Those trips eventually led to the opening of Bar Buena this summer. Tucked behind Goode Co. Kitchen & Cantina on West Gray in River Oaks, this moody and intimate cocktail bar leans hard into agave, with more than 120 Mexican spirits on the back bar — that’s more than 80 tequilas from 25 different NOMs (regulatory codes that identify a tequila’s distillery), plus mezcals, raicilla, bacanora, sotol, and even whiskey and rum. 

“We don’t carry Patrón. We curate for quality,” Goode says. “For newcomers, we’ll guide you. For people deep into this stuff, we’ve got what you’re looking for too.” We asked Goode for all the intel on the drinks and dishes that best speak to what Bar Buena’s all about.

Oaxacan Old Fashioned

“The Oaxacan Old Fashioned is really just a play off the classic bourbon Old Fashioned. By adding mezcal, you pick up some smoky notes. The mole bitters really complement that well,” Goode says. The bitters in the drink feature Bittermens Xocolatl mole bitters, Angostura, and a tincture made in-house that consists of cocoa nibs, pasilla chiles, dried avocado leaves, palo santo leaves, and raisins. “You get this complexity and richness that I really enjoy,” Goode says. The drink is a creation of Bar Buena’s beverage director Westin Galleymore and comes from inspiration he found while traveling to Puebla and Oaxaca. 

Ardilla

If you’ve ever had Gran Maizal, a young Yucatán distillery’s whiskey made with indigenous corn, you know it’s about as funky as whiskey gets —  in a good way. Gran Maizal is the spirit that anchors the Ardilla, which Goode says is “inspired by the domestication of corn over 9,000 years ago in Mexico.”
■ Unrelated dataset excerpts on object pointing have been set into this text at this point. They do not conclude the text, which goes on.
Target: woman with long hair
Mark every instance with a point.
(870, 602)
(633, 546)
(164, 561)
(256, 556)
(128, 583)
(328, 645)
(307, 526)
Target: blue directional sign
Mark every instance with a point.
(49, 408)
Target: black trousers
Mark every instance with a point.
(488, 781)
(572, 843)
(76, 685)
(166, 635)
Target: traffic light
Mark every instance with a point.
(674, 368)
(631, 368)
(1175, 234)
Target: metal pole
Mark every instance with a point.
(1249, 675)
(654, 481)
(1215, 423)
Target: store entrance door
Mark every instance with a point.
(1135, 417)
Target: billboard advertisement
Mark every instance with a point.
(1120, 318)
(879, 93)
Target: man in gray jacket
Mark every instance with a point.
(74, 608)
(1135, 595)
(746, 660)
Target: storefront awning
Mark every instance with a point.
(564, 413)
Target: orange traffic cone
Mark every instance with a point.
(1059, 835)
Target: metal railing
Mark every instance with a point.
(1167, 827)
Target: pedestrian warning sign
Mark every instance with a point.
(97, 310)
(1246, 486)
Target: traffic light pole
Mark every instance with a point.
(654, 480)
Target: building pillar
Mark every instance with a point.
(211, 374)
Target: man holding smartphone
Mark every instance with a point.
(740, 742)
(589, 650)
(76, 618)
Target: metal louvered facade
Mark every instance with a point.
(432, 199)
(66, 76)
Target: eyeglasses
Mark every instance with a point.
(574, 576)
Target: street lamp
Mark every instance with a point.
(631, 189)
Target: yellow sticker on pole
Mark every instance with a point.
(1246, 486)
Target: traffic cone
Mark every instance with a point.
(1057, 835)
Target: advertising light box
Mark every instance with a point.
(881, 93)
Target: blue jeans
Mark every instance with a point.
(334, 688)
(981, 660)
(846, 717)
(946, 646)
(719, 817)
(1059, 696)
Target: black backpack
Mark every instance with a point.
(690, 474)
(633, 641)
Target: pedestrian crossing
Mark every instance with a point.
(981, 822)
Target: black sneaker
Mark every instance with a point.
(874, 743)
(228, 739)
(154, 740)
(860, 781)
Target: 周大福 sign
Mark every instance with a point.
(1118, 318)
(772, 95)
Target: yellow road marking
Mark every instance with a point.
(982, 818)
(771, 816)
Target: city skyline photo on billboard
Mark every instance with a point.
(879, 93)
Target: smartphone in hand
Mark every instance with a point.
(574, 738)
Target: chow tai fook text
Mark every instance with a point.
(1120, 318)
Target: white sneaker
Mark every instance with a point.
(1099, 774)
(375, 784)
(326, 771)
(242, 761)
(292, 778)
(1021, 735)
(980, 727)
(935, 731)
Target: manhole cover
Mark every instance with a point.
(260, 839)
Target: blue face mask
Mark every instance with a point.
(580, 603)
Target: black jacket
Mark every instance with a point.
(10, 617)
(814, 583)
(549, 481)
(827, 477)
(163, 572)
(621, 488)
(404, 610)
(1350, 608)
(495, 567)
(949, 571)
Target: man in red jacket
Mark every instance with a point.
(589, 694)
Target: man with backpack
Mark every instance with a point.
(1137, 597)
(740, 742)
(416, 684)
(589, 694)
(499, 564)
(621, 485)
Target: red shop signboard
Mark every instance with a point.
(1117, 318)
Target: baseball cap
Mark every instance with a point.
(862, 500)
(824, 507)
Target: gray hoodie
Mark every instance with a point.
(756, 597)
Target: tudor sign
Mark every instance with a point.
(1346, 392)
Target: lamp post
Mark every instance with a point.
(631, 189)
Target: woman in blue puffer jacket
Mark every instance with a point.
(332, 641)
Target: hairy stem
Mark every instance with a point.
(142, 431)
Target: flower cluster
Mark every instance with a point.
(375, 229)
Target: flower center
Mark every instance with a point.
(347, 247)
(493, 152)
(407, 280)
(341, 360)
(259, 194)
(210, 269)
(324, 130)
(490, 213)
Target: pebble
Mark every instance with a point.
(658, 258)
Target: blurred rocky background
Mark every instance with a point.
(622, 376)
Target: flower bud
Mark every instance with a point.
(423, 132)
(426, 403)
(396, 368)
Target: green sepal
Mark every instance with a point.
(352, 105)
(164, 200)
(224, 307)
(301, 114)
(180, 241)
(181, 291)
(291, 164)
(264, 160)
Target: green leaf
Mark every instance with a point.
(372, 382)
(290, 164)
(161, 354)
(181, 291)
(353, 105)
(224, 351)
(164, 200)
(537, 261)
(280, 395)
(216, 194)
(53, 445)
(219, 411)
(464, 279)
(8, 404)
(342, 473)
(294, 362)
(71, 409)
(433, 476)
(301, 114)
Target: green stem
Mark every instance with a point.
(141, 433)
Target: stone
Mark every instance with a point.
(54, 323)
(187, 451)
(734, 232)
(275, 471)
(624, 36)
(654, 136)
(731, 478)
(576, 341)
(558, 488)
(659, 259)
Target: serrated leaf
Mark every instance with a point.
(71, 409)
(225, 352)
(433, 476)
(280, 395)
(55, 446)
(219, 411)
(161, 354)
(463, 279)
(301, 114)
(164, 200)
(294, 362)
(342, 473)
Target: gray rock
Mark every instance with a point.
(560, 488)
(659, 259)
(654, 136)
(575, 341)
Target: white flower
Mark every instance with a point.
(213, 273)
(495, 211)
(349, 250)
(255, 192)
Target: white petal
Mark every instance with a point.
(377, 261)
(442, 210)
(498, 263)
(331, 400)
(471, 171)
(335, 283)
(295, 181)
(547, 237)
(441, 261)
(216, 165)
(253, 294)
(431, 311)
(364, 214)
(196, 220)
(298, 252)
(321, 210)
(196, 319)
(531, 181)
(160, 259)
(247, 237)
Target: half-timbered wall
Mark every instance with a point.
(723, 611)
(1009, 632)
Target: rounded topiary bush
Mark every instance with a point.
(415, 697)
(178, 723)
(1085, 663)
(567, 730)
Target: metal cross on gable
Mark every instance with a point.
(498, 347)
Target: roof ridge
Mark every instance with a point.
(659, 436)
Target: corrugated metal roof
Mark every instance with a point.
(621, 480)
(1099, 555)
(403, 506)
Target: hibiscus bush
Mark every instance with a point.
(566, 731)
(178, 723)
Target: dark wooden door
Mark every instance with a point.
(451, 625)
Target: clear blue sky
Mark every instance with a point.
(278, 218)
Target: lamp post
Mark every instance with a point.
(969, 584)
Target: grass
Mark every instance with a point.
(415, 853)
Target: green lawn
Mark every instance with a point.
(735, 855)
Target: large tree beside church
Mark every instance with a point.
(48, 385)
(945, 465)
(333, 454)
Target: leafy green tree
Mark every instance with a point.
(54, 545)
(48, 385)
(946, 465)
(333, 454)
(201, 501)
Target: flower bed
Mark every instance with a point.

“It’s finished in terracotta vessels with cocoa nibs and vanilla pods. You get dry, earthy tones from the terracotta,” he says. “It’s not a smooth sipper — if you’re a person who drinks Jack Daniels, this is going to be strange to you.” 

For the Ardilla, which also has cocoa nibs, oloroso sherry, and ancho reyes, the team clarifies the ingredients with whole milk and sweetened condensed milk — an overnight process that leaves the cocktail clear, with a well balanced, creamy, silky mouthfeel on the palate, rounding off the whiskey’s funk while keeping its earthy edge. “It takes the rough edges off of that funkiness on corn whiskey to makes more well balanced and smoother on the palette,” Goode says.   

Chakalaka

“The Chakalaka is named after a bird you find in Mexico and West Texas,” Goode says. “It makes this crazy cackling kind of raucous sound, and people compare it to someone who talks too much. That’s what we wanted the cocktail to be: lively, noisy, something that gets you talking and puts you in a talkative spirit.”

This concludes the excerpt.